Representing an Abstract Syntax Tree in C

Tags:

I'm implementing a compiler for a simple toy language in C. I have a working scanner and parser, and a reasonable background on the conceptual function/construction of an AST. My question is related to the specific way to represent an AST in C. I've come across three styles pretty frequently in different texts/resources online:

One struct per type of node.

This has a base node "class"(struct) that is the first field in all the child structs. The base node contains an enum that stores the type of node(constant, binary operator, assignment, etc). Members of the struct are accessed using a set of macros, with one set per struct.
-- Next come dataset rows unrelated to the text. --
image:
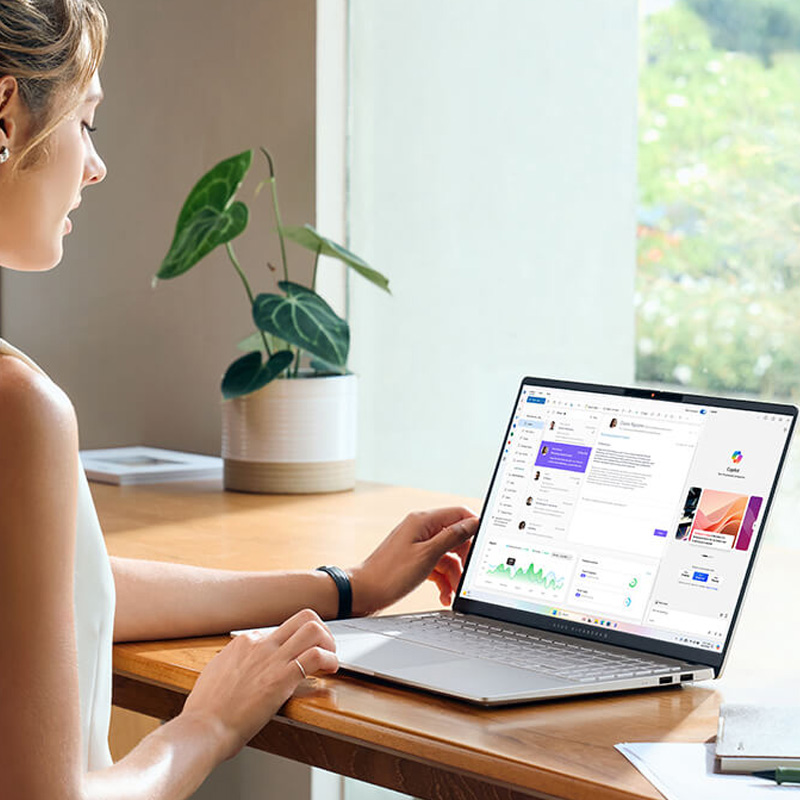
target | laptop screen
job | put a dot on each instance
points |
(630, 511)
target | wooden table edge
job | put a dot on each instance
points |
(324, 739)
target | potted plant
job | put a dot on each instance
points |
(287, 427)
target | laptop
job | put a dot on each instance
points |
(615, 545)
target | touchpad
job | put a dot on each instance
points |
(374, 653)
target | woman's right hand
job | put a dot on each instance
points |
(252, 677)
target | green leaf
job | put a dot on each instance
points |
(304, 319)
(209, 216)
(247, 374)
(311, 239)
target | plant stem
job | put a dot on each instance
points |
(297, 362)
(314, 276)
(274, 189)
(238, 268)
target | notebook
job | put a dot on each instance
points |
(616, 542)
(754, 737)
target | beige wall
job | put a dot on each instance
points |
(188, 82)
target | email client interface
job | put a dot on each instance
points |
(627, 513)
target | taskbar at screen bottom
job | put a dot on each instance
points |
(711, 643)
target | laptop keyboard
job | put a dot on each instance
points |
(533, 650)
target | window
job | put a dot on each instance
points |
(718, 234)
(603, 191)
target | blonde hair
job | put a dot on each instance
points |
(52, 48)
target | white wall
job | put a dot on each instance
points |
(187, 83)
(493, 156)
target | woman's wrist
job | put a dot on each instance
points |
(364, 595)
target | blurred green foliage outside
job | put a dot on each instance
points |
(718, 278)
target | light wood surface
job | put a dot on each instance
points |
(410, 741)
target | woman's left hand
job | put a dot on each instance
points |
(426, 544)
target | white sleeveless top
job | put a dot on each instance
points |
(94, 618)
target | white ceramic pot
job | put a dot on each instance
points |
(293, 436)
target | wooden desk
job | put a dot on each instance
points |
(406, 740)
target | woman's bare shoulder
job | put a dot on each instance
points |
(38, 429)
(30, 402)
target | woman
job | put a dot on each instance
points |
(57, 584)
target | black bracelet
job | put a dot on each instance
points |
(342, 581)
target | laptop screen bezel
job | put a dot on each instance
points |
(647, 644)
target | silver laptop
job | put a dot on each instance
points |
(616, 542)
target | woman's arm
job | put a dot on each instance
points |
(157, 600)
(40, 739)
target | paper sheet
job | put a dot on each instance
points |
(686, 772)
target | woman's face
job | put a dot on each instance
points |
(35, 202)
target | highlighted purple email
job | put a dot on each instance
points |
(569, 457)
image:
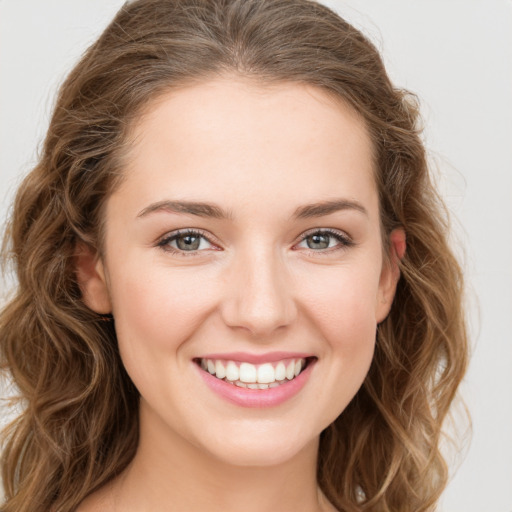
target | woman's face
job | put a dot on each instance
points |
(245, 239)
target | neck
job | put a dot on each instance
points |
(171, 474)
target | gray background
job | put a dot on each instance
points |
(457, 56)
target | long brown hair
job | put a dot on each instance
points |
(79, 425)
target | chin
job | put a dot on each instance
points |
(265, 449)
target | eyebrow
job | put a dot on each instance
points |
(189, 207)
(327, 207)
(201, 209)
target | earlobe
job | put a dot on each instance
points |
(90, 275)
(390, 273)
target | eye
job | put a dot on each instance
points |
(324, 240)
(188, 241)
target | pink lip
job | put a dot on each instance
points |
(257, 398)
(268, 357)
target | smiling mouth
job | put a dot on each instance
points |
(255, 376)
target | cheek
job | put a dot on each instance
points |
(157, 309)
(342, 304)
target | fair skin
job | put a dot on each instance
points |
(264, 274)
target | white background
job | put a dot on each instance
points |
(457, 56)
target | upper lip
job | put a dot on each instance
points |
(247, 357)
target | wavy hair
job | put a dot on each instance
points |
(79, 424)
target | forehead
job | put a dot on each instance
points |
(240, 139)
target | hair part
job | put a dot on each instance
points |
(79, 426)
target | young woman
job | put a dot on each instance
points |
(235, 288)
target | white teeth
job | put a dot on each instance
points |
(248, 372)
(220, 371)
(266, 373)
(232, 372)
(290, 370)
(253, 376)
(280, 372)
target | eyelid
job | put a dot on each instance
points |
(345, 241)
(163, 241)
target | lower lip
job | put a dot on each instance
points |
(258, 398)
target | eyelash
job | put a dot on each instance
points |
(344, 241)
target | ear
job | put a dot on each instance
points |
(90, 275)
(390, 273)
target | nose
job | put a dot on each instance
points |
(259, 295)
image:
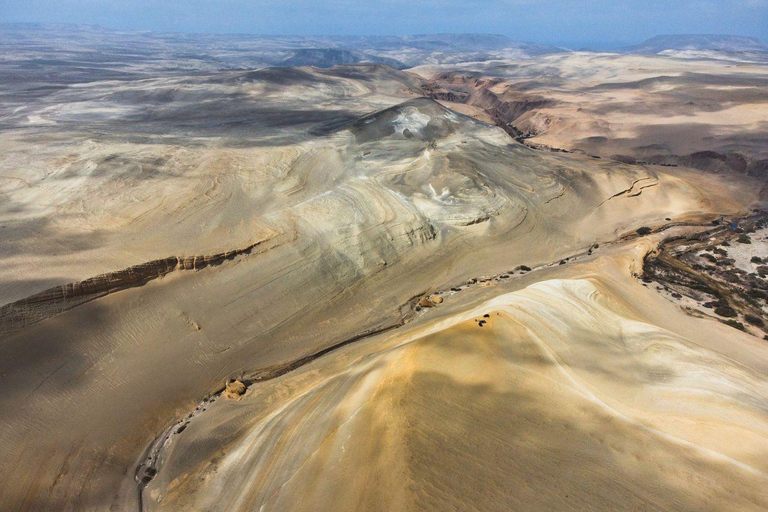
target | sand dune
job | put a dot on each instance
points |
(322, 246)
(565, 398)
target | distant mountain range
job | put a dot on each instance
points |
(328, 57)
(682, 42)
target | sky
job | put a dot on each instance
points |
(565, 22)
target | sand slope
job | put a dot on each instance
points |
(564, 400)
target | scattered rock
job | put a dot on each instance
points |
(234, 389)
(645, 230)
(430, 301)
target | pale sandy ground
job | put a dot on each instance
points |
(571, 397)
(635, 105)
(354, 220)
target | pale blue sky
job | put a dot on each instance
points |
(547, 21)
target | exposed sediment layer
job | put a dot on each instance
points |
(48, 303)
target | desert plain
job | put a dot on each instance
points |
(417, 273)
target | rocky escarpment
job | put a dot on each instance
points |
(38, 307)
(476, 91)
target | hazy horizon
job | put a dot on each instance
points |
(592, 23)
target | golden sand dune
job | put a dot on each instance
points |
(567, 398)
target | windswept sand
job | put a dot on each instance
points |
(164, 235)
(568, 398)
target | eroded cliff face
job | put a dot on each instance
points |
(528, 391)
(320, 220)
(671, 110)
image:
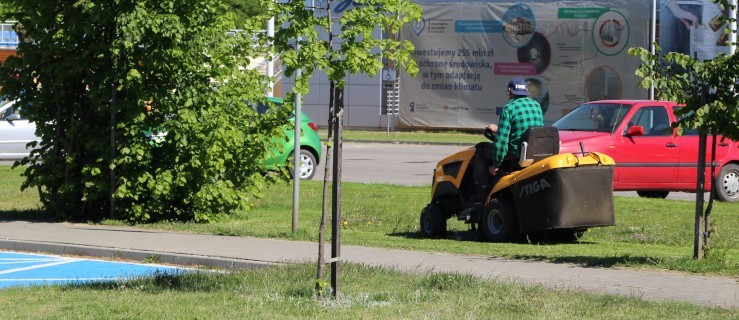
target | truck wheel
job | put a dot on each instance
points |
(499, 222)
(433, 222)
(727, 183)
(653, 194)
(569, 234)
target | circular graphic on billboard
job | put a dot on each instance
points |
(537, 51)
(519, 25)
(538, 91)
(603, 83)
(611, 33)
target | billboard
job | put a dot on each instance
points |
(569, 52)
(693, 27)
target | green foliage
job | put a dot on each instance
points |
(89, 75)
(707, 88)
(243, 11)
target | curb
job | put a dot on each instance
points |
(180, 259)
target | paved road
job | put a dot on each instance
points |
(247, 252)
(410, 164)
(405, 164)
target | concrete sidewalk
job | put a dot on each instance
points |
(246, 252)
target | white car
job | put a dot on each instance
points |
(15, 132)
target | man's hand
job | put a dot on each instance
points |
(493, 170)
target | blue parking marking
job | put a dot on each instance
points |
(22, 269)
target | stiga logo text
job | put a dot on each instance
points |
(534, 187)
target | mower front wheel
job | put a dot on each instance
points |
(499, 222)
(433, 222)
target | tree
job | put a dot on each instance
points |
(97, 74)
(709, 91)
(352, 49)
(244, 10)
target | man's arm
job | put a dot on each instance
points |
(500, 146)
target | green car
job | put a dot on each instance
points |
(310, 145)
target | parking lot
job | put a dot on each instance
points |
(23, 269)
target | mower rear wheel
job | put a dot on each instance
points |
(499, 222)
(433, 222)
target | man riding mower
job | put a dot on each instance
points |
(541, 192)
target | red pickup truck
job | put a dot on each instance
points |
(651, 158)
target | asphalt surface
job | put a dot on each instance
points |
(247, 252)
(371, 159)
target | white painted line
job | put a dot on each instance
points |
(17, 261)
(66, 279)
(40, 266)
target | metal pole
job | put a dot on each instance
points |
(653, 40)
(698, 239)
(271, 61)
(732, 34)
(296, 152)
(336, 201)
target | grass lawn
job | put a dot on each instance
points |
(285, 292)
(649, 233)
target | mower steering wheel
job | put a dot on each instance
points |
(489, 134)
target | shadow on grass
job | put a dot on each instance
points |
(582, 261)
(473, 235)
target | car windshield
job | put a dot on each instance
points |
(601, 117)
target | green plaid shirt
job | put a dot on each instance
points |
(518, 115)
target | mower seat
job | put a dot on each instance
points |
(538, 143)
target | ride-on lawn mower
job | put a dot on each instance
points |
(546, 193)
It looks something like this:

struct ast_node_base {     enum {CONSTANT, ADD, SUB, ASSIGNMENT} class; };  struct ast_node_constant {     struct ast_node_base *base;     int value; };  struct ast_node_add {     struct ast_node_base *base;     struct ast_node_base *left;     struct ast_node_base *right; };  struct ast_node_assign {     struct ast_node_base *base;     struct ast_node_base *left;     struct ast_node_base *right; };  #define CLASS(node) ((ast_node_base*)node)->class;  #define ADD_LEFT(node) ((ast_node_add*)node)->left; #define ADD_RIGHT(node) ((ast_node_add*)node)->right;  #define ASSIGN_LEFT(node) ((ast_node_assign*)node)->left; #define ASSIGN_RIGHT(node) ((ast_node_assign*)node)->right;

One struct per layout of node.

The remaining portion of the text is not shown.